Karlsruhe stoppt Abschiebung: Syrer muss nicht nach Griechenland
Ein Asylbewerber hatte geklagt. Jetzt mahnen die Verfassungsrichter die Behörden, bei der Abschiebung in den Drittstaat gründlicher zu prüfen.
Dabei handelt es sich ausdrücklich um eine Einzelfall-Entscheidung. Der Mann hatte den Behörden nach seiner Ankunft in Deutschland 2015 gesagt, dass er in Griechenland bereits erfolgreich Asyl beantragt habe. Dort habe er aber auf der Straße gelebt und keine staatliche Unterstützung bekommen. Das Bundesamt für Migration und Flüchtlinge lehnte daraufhin den Asylantrag des Manns ab, weil er bereits in Griechenland Schutz bekommen habe.
Die Klage des Syrers auf Eilrechtsschutz wies das Verwaltungsgericht Minden mit der Begründung ab, die Situation für Flüchtlinge habe sich in Griechenland in den vergangenen Monaten deutlich verbessert. Zudem habe er als anerkannter Asylbewerber die gleichen Ansprüche auf Sozialhilfe wie Griechen.

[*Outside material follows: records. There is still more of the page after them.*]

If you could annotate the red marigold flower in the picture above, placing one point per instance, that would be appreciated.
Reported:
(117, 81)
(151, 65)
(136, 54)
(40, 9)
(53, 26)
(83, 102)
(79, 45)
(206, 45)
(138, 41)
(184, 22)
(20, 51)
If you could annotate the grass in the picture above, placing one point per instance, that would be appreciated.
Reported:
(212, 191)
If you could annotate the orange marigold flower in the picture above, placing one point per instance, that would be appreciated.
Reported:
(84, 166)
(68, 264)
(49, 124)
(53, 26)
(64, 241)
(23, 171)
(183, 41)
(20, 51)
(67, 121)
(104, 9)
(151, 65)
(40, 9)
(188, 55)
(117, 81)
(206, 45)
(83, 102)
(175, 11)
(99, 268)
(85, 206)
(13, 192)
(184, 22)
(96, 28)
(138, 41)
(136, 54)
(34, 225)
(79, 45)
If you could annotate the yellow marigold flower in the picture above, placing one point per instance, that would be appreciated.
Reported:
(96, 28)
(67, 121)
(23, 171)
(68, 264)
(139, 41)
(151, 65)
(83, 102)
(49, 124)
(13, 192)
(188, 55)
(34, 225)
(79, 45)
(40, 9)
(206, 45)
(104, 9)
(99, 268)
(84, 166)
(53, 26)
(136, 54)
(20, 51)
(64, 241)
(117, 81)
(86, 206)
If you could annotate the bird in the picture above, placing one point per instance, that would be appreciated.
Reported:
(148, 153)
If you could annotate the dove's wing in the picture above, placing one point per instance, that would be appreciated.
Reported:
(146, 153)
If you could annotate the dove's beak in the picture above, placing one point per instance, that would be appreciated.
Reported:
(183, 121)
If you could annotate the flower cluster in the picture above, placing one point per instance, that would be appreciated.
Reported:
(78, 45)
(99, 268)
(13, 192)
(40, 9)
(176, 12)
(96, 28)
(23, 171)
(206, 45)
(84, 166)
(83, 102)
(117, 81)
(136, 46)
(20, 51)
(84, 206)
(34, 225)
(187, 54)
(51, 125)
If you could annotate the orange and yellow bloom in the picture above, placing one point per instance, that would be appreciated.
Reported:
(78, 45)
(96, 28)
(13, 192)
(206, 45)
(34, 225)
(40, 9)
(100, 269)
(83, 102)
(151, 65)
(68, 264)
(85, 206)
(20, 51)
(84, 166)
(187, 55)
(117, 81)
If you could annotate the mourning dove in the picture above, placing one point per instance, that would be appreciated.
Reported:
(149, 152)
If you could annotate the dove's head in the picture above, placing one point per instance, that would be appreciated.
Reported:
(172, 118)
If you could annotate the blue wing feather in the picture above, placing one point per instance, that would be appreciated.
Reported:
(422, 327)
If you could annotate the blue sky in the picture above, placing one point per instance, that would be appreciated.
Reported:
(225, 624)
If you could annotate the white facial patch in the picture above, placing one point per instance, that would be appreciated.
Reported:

Das reicht den Verfassungsrichtern nicht aus. Ihnen zufolge hätte sich das Verwaltungsgericht damit auseinandersetzen müssen, dass der Anspruch auf Sozialleistungen in Griechenland einen 20-jährigen legalen Aufenthalt voraussetzt und der Kläger deshalb von diesen Hilfsleitungen „faktisch ausgeschlossen“ sei. Das Verwaltungsgericht hätte zudem feststellen müssen, ob und wie nach Griechenland zurückgeführte anerkannte Flüchtlinge untergebracht und ernährt werden.
Eine entsprechende Zusicherung auf solch eine Hilfe sei von den griechischen Behörden im vorliegenden Fall nicht abgegeben und von Bundesamt oder Bundesregierung auch nicht angefordert worden. Das Verwaltungsgericht muss nun dem Beschluss zufolge prüfen, inwieweit anerkannte Flüchtlinge effektiv Anspruch auf die in Griechenland zum Januar 2017 eingeführten allgemeinen Sozialhilfeleistungen haben.